The Court found that international conventions, which Australia was party to but had not incorporated into Australian state law, were still influential on domestic courts in interpreting statutes, developing common law and indicating the value Australians placed on certain rights. Charles, J.A. held that the international conventions presented by the Hospital did not bolster the case for application of PII. Article 17 of the International Convention on Civil and Political Rights did not assist because the seizure of the medical records was neither arbitrary nor unlawful. Article 12 of the International Covenant on Economic and Social Rights and Article 12 of the Convention on the Elimination of All Forms of Discrimination Against Woman did not help because their application was premised on the argument that a lack of confidentiality would have detrimental effects for women’s right to health care, but the Court found there was no lack of confidentiality in relation to medical records considering other protective legislation in place.

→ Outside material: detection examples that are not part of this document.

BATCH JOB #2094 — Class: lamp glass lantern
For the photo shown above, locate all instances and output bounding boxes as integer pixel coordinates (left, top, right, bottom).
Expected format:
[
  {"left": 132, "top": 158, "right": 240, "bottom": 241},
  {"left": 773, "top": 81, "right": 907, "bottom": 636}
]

“Nevertheless, even if pregnant women are dissuaded from approaching public hospitals for treatment because they lack confidence that the confidentiality of their medical records will be protected, I do not believe that this fact, of itself, necessarily establishes the existence of a public interest immunity with respect to the class of documents which the appellant argues should attract such an immunity.” Paragraph 21.

“In applying the decision of D v. NSPCC, it was made plain… that public interest immunity, although not confined strictly to government departments or other organs of central government, was nevertheless confined the immunity to bodies exercising statutory duties or functions, and in situations analogous to the police informer immunity.” Paragraph 110

“The Factors claimed to be of critical importance in deciding whether public interest immunity should attach were said to be the confidentiality of the material, the fact that disclosure might dry up a source of information, the protection of informers against disclosure, and the question whether the information was necessary for the statutory body (in this case the Board) to perform its functions.” Paragraph 128

“…Parliament has taken the view that the public interest in medical confidentiality is not unqualified. In each case, Parliament has recognized that the public interest in the protection of medical confidentiality may be required to give way to a competing public interest.” Paragraph 134

“If the Hospital’s claim to immunity from production is accepted, it has a number of serious consequences. The Board would be unable to investigate properly - if at all - claims and complaints involving medical practitioners associated with the Hospital in relation to a very substantial and important area of the health services provided by the Hospital and all other public hospitals in Victoria. Similar concerns would of course arise in relation to like health services provided by private hospitals. It would substantially remove from the Board’s scrutiny the quality of the health services and the activities of the practitioners in this area of medical practice in public hospitals. Given that the Board’s function under the Act is first and foremost to protect the public, the Hospital inevitably shoulders a very significant burden in seeking to show that the harmful effects of disclosure of the documents would outweigh these very serious consequences.” Paragraph 145.